The law of reciprocity is an important feature of negotiation. And as I’ve written previously, mastering negotiation is a critical skill for all product managers.
In fact our post practising reciprocity in negotiation is consistently our highest-read page on our company website at Kahvay.
So what is the law of reciprocity, and how can you use it in your day-to-day practice of product management?
First off, a definition 👇
In social psychology, reciprocity is a social norm of responding to a positive action with another positive action, rewarding kind actions. As a social construct, reciprocity means that in response to friendly actions, people are frequently much nicer and much more cooperative than predicted by the self-interest model; conversely, in response to hostile actions they are frequently much more nasty and even brutal.
That’s it; it comes as no surprise if you’re friendly, then your counterpart is friendly, and vice-versa; if you raise the temperature, they will respond in kind. Simply put, it’s human behaviour. There’s a reason why you hear phrases like;
A smile opens many doors.
A smile is worth a thousand words.
But what happens when they are behaving in a way that creates conflict or simply does not reciprocate your behaviour?
Effective Product management is hard enough as it is, without worrying about what other folks think, right? Wrong.
A big part of your role is about influencing without authority. You need buy-in. You need to motivate the team. You need to give bad news. You need to ask for more resources when there aren’t any. You must give candid and constructive feedback when someone hasn’t met your expectations. All whilst maintaining good working relationships.
How do you achieve this?
Mirroring language is a tried and tested approach. But truthfully, what we say matters much less than we think. I liked this article by Jano le Roux.
Especially as the ‘art of saying no’ is such an important part of managing a successful product. Jano refers to the study by professor Albert Mehrabian on social communications, which we also refer to in our own digital foundation course for negotiators.
Look here for a good summary of this study 👇
Here’s the overly-simplistic interpretation. Where you see or use it, qualify it, in the proper context.
7% of meaning in the words that are spoken.
38% of the meaning is paralinguistic (the way that the words are said).
55% of meaning is in facial expression.
In other words, the tone and your facial expression totals about 93% of your communication.

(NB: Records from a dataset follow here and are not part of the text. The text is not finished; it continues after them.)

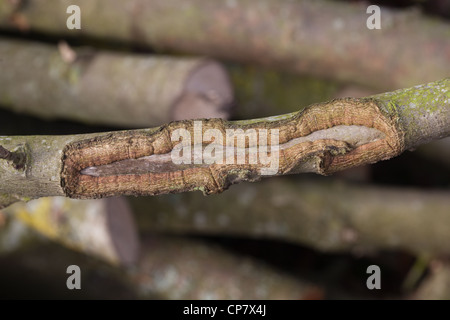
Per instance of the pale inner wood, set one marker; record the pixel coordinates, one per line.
(354, 135)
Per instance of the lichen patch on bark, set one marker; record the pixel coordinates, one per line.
(378, 138)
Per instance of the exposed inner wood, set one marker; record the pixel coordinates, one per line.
(353, 135)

The article goes on to remind readers that this is not set in stone. But is especially pertinent when the facial expression does not match the words being spoken. In our coaching with clients, we refer to this as the ‘collaboration of three’.
Eyes — Body — Voice
Do the words spoken match their eyes and their body language? When they don’t match, it’s more often than not a red flag.
Reciprocity is key to how you get what you want. Reciprocity is how you gauge whether your counterpart is;
- Ready (The timing of your request)
- Willing to follow your path. (they agree with you!)
- Able (their authority to make the decision)
You can gauge this by testing their ability and desire to reciprocate. For example, I’ve copied an excerpt from our blog post to show you;
Using appropriate language that signals they are in your debt:
“I’ve moved; your move next”
“I’ve offered a concession; it’s your turn”
“My offer is a sign of good faith; I need a similar sign in return”
make your exchanges conditional;
“under the condition that you”
“if you were to consider X, then I would reciprocate with A”
If they don’t reciprocate, you may still need to build trust with your counterpart to secure the change you needed.
By using simple techniques like reciprocity. It can help you access your counterpart’s hardwired social programming in an appropriate way to help support you in getting the job done. Practice makes perfect; good luck.